Message Too Old, No Replies

Removing Pages with session id's

Googlebot and Safety

         

Vienix

9:12 am on Oct 2, 2006 (gmt 0)

10+ Year Member



So I have a lot of page cached with a sessionid appended, allthough I adjusted the session manager not to append sessions when Googlebot comes by.

I am thinking about using the robots.txt and the Google url removal tool to get rid of those pages.

Googlebot supports wildcards so:

User-agent: Googlebot
Disallow: /pictures/index.php?sessionid*

Should work right?

Or would Google also remove the index.php?

Haven't go the faintest idea....

regards,

Bert

g1smd

12:33 pm on Oct 2, 2006 (gmt 0)

WebmasterWorld Senior Member 10+ Year Member Top Contributors Of The Month



The disallow removes URLs that start with what you state, and include at least all that you state.

Disallow: /abc gets rid of /abc and /abcaaa and /abcdef but cannot touch /ab or /abz etc.

Vienix

1:01 pm on Oct 2, 2006 (gmt 0)

10+ Year Member



I think in case of mr Googlebot only with the wildcard...

Anyway, I have added :

Disallow: /pictures/index.php?sessionid*

And did a removal request....

Takes 5 days....

If Google also removes index.php without the sessionid I will move it all to a new directory and start from scratch.

This site is a mess anyway after proxies etc :)

g1smd

1:13 pm on Oct 2, 2006 (gmt 0)

WebmasterWorld Senior Member 10+ Year Member Top Contributors Of The Month



Hi. Did you read my answer?

Vienix

2:29 am on Oct 3, 2006 (gmt 0)

10+ Year Member



Ok, that worked....

The index.php with sessionid has been dropped by Google...

with this line:

Disallow: /pictures/index.php?sessionid*

I then added this to the robots.txt:

Disallow: /pictures/*sessionid*

and tested it with the robots.txt analysis tool, and entered an url like this:

[mywidgets.com...]

To test, and the url was correctly filtered out..., No error message...

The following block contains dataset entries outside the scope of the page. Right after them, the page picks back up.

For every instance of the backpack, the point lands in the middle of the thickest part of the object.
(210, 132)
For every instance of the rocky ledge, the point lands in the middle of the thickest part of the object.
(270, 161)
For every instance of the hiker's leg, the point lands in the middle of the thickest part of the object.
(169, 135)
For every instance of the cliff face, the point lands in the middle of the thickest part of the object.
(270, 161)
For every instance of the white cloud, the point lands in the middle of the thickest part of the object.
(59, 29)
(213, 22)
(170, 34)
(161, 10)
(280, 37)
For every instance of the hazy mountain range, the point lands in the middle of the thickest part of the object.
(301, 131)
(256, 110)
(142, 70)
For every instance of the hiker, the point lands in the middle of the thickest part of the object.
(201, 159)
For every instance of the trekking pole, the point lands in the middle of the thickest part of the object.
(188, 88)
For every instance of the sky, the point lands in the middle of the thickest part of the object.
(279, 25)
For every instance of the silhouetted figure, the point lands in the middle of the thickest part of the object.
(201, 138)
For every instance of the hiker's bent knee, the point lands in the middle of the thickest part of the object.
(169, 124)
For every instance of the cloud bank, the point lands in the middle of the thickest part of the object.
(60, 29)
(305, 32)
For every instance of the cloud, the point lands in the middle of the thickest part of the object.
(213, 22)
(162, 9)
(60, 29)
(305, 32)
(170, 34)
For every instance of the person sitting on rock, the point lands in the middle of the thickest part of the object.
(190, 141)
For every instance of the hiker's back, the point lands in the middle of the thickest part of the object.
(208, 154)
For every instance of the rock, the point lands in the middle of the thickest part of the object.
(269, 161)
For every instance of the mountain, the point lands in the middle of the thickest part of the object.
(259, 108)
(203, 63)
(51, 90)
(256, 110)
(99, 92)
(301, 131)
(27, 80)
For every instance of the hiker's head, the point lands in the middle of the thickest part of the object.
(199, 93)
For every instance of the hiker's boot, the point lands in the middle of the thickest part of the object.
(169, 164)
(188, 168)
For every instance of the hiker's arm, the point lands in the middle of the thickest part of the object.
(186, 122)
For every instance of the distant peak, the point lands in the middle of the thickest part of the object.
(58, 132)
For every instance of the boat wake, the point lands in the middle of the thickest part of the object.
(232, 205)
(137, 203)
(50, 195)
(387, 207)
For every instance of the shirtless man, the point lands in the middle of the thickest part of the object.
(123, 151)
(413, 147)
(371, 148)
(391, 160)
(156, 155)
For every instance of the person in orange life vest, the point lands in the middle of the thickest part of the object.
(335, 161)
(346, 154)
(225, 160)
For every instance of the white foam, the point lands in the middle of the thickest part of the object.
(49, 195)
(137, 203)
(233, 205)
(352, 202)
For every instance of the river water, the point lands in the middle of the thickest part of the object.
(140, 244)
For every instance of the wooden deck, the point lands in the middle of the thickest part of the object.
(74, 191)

Ha, that would be easy for the removal tool, but unfortunately this message:

URLs cannot have wild cards in them (e.g. "*"). The following line contains a wild card:
DISALLOW /pictures/*sessionid*

So it seems the "ordinary" bot understands, but the removal tool doesn't....

ansible

5:02 am on Oct 3, 2006 (gmt 0)

10+ Year Member



For reference, please see this older thread on the same subject: [webmasterworld.com...]

g1smd

10:29 pm on Oct 3, 2006 (gmt 0)

WebmasterWorld Senior Member 10+ Year Member Top Contributors Of The Month



You never need the star at the END. A right-hand wildcard is ALWAYS assumed as "URLs that include at LEAST this".

The wildcard stuff should go in the User-agent: Googlebot section, and that section should ALSO include all of the stuff that was in the User-agent: * section too.